A few solutions have emerged in recent years that deliver all these advantages, address the limitations of older platforms, and allow organizations to easily add or remove bots to match their evolving automation needs.
“The cost of bot license, infrastructure and automation management creates an significant dent in the technology budget. To drive customer centricity, automation technology vendors are better served helping their customers improve their existing license, infrastructure, scheduling utilization rather than pushing more bots. The rise of automation optimization solutions is evidence that there is a major gap in the market.”
Ankit Thakkar, Automation & Finance Digitization Leader, Thermofisher
The future of orchestration and optimization solutions
As automation and orchestration technologies develop, many more cutting-edge solutions will emerge for different enterprise use cases. The best automation optimization solutions will allow organizations to capture all the benefits of large-scale automation at the lowest possible TCO. A solution, for example, like Turbotic (disclosure: I sit on Turbotic’s Board) speeds up bot development by allocating development tasks and approval steps appropriately and systematically. It also clearly shows the entire automation opportunity, all the way from ideation to implementation in a single flow.
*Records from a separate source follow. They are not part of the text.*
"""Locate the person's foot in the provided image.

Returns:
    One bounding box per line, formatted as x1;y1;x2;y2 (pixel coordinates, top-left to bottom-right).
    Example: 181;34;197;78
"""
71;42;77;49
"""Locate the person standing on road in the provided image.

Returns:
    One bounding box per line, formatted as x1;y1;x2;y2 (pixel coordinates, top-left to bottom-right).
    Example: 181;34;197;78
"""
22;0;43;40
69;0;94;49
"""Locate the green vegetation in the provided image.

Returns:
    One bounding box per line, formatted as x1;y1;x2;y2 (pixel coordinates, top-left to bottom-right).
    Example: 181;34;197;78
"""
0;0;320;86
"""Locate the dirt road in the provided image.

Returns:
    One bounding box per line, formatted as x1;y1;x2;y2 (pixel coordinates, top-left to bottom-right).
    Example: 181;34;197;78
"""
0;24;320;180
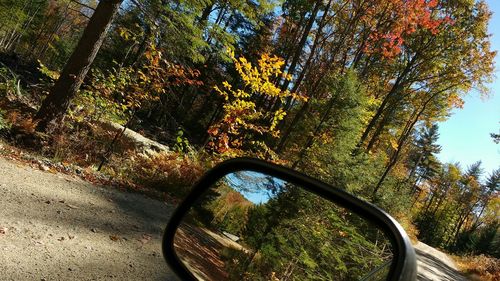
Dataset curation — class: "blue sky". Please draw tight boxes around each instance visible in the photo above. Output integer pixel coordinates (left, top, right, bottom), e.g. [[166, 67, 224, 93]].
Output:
[[439, 0, 500, 177]]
Further, the solution automatically creates an automation business case, boosts bottom-up pipeline generation, and supports value tracking and monitoring to bring greater transparency into the automation ecosystem.
The best automation optimization solutions also provide visually compelling dashboards and real-time metrics to measure these benefits and assess the true value of the automation initiative across the enterprise. In addition, they will effortlessly integrate with existing systems to minimize disruptions and deliver all the advantages promised by enterprise-wide automation.
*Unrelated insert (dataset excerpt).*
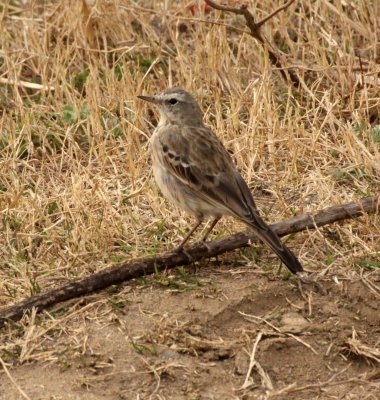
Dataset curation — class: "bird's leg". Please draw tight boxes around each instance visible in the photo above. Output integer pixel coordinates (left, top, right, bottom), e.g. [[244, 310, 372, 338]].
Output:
[[175, 219, 203, 251], [202, 217, 222, 242]]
Advanced orchestrator solutions enable organizations to implement hyperautomation with support for cutting-edge technologies like AI, ML, and cognitive NLP. These “predictive” orchestrators leverage data and learning to better orchestrate all automation using improved predictions and decision support. These capabilities enable enterprises to optimize their automation licenses and resources in order to optimize costs, throughput, compliance, and ROI, and eliminate the chances of costly SLA breaches.
Today’s companies are operating in a highly challenging business landscape with the great resignation, quiet quitting, lack of qualified automation talent, and more. Using orchestration alone, with its current limitations, is not enough.
Orchestrate or optimize? I say both.
[1] Orchestration is often an upfront cost and impacts ROI until one has a critical mass of process automations and bots in production.